Wikipedia.org says the following:

An oil painting is "painterly" when there are visible brush strokes, and/or a rough impasto surface. This appearance might occur in oils, acrylics, watercolors, gouache, or any medium where a brush is used. Painterly characterizes the work of Pierre Bonnard, Francis Bacon (painter), Gauguin, Vincent Van Gogh, Rembrandt or Renoir. In watercolor it might be represented by John Singer Sargent. Linear characterizes the work of Vermeer or Ingres. The Impressionists and the Abstract Expressionists tended strongly to be "painterly;" movements such as Pop Art or photo-realism emphasize flatness; Roy Liechtenstein attempted to make a comment on Abstract Expressionist painterliness when he created images of brush strokes, rendered with comic book style inks and colors, complete with Benday dots and other attempts at imitating commercial reproduction processes on the flat picture plane. What Rembrandt is to light, Delacroix is to color. Colorists tend to substitute relations of tonality for relations of value and render the form and shadow and light and time through pure relations of colour.

"Painterly" art makes strong coloristic use of the many visual effects produced by paint on canvas such as chromatic progression, warm and cool tones, complementary and contrasting colors, broken tones, broad brushstrokes, impressionism, impasto and also of the artist's experience in painting. Jackson Pollack's "action paintings" are more "painterly" than Frank Stella's super-graphics.

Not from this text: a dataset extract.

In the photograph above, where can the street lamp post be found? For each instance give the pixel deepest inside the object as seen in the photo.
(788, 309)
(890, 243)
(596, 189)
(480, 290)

My painting certainly falls within the “painterly” rather than “linear” category. However, after researching the on-line dictionaries, I can see why I was confused about the word. This just points out the importance of using a dictionary when studying something. In Scientology, after finding that he had difficulty with students confused about or misinterpreting the subject, L. Ron Hubbard spent time researching and codifying study technology and the barriers to study. Now, with the help of the Internet and electronic dictionaries, it’s easier than ever to study, if you know how. And the future of this planet depends on the ability to learn.

Monday, June 05, 2006

Early Morning Rain at River Bend Park



I participated in a "Plein Air" painting "contest" Saturday (June 3, 2006) which was quite fun. Up at 4 am to go to the River Bend Park, painted til 9 am (with a pause for rain shower) and framed and hung the painting for a "wet canvas auction" with 28 other artists. Sold the painting.

By the way, I saw "Breakup" last night and (contrary to some negative reviews on Yahoo) I found it very well done, comic and insightful, all about our "Reactive Mind" and how it messes up relationships, but with hope at the end (no fairytale endings, either.) Recommended.

Shown above is a picture of the painting I sold called Early Morning after Rain, River Bend Park.